Essa é uma situação estrutural que explica os sucessivos “golpes”, manobras reacionárias, que estamos vivendo desde o impeachment de Dilma e que coloca um perigo real para os direitos democráticos. O fato de não haver efetividade plena hoje para um outra manobra reacionária que signifique a permanência de Bolsonaro no poder independente da vontade popular, como ocorreu em 2018 com a prisão de Lula, não significa que as condições sociais e políticas não possam ser construídas até outubro. Hoje por hoje não se tem correlação de forças para um golpe que não permita as eleições, Bolsonaro tem ainda apenas ⅓ do eleitorado, temos inflação alta, recorde de fome, a falta de apoio da extrema-direita pelo imperialismo e pela maioria da burguesia para uma eventual aventura golpista. 

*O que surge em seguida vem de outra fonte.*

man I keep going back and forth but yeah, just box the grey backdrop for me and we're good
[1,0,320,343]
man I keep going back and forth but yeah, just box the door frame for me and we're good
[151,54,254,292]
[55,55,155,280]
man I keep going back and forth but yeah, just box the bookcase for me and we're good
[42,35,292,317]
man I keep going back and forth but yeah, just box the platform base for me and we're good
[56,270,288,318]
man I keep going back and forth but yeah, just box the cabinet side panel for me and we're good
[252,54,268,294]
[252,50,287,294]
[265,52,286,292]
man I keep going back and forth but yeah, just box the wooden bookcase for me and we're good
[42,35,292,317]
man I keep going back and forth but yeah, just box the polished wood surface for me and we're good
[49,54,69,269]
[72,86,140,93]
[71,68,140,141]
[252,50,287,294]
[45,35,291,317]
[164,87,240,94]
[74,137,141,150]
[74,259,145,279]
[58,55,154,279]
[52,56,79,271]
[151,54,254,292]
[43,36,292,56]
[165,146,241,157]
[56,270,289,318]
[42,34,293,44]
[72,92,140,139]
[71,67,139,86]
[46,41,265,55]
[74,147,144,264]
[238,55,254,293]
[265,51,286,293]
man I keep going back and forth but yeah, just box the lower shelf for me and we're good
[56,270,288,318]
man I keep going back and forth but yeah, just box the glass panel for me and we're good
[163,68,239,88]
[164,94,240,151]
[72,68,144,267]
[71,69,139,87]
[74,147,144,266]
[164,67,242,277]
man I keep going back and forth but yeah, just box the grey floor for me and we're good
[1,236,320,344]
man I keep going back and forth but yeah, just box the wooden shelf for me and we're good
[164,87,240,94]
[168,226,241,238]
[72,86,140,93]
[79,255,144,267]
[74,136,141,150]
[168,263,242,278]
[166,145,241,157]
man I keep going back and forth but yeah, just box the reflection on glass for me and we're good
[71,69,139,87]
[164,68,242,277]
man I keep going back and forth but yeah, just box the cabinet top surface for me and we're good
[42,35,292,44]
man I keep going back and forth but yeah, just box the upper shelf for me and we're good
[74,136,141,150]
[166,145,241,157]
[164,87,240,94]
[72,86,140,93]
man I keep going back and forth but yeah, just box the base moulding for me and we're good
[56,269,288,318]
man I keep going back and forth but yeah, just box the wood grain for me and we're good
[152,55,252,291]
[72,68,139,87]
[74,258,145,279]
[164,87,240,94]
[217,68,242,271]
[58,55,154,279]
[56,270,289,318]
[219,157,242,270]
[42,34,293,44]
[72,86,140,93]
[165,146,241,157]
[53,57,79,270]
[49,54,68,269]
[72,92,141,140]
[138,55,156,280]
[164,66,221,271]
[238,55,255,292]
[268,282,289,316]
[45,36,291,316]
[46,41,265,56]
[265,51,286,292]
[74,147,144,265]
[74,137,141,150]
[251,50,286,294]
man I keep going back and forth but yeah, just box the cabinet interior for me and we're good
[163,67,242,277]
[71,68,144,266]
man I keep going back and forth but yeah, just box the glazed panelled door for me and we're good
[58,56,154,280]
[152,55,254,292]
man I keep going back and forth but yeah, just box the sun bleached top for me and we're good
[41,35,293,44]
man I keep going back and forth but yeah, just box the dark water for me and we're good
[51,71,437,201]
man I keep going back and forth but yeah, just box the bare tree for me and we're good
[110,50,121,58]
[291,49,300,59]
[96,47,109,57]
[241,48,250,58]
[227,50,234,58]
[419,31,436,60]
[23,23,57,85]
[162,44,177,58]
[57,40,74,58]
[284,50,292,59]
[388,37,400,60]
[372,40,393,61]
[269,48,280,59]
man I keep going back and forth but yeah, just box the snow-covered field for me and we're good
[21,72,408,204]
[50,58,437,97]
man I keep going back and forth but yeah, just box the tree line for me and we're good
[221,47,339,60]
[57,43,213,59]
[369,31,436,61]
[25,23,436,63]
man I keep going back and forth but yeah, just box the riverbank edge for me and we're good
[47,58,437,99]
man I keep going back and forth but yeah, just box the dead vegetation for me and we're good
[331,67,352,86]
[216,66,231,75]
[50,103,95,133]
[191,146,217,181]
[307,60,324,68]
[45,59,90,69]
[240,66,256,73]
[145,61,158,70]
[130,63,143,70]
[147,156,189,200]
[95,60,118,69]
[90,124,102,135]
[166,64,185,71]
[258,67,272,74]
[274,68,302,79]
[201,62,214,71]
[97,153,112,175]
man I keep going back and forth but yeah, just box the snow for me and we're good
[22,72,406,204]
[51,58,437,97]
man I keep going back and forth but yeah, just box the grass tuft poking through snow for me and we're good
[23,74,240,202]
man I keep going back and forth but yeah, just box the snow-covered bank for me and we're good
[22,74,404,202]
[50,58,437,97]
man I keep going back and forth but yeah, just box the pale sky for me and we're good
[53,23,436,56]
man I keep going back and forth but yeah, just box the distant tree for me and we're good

Porém, temos elementos vivos dentro da conjuntura que podem alterar esse cenário e uma nova efetividade mais favorável ao golpismo se colocar. Se a PEC 15 passar na Câmara dos Deputados, Bolsonaro, que na última pesquisa demonstrou ligeira recuperação, atuará sobre os setores mais empobrecidos que são mais de 40% da população, passando o Auxilio Brasil de R$400 para $600, além da ajuda aos caminhoneiros e taxistas. Isso somado ao controle de preços dos combustíveis, propiciado pela redução do ICMS dos estados e a imposição de um novo presidente para a Petrobras – comprometido em não aumentar o preço dos combustíveis até outubro, arrefecendo a inflação -, são elementos que podem gerar um aumento das intenções de voto em Bolsonaro, fazendo-o emparelhar com as intenções de voto em Lula. 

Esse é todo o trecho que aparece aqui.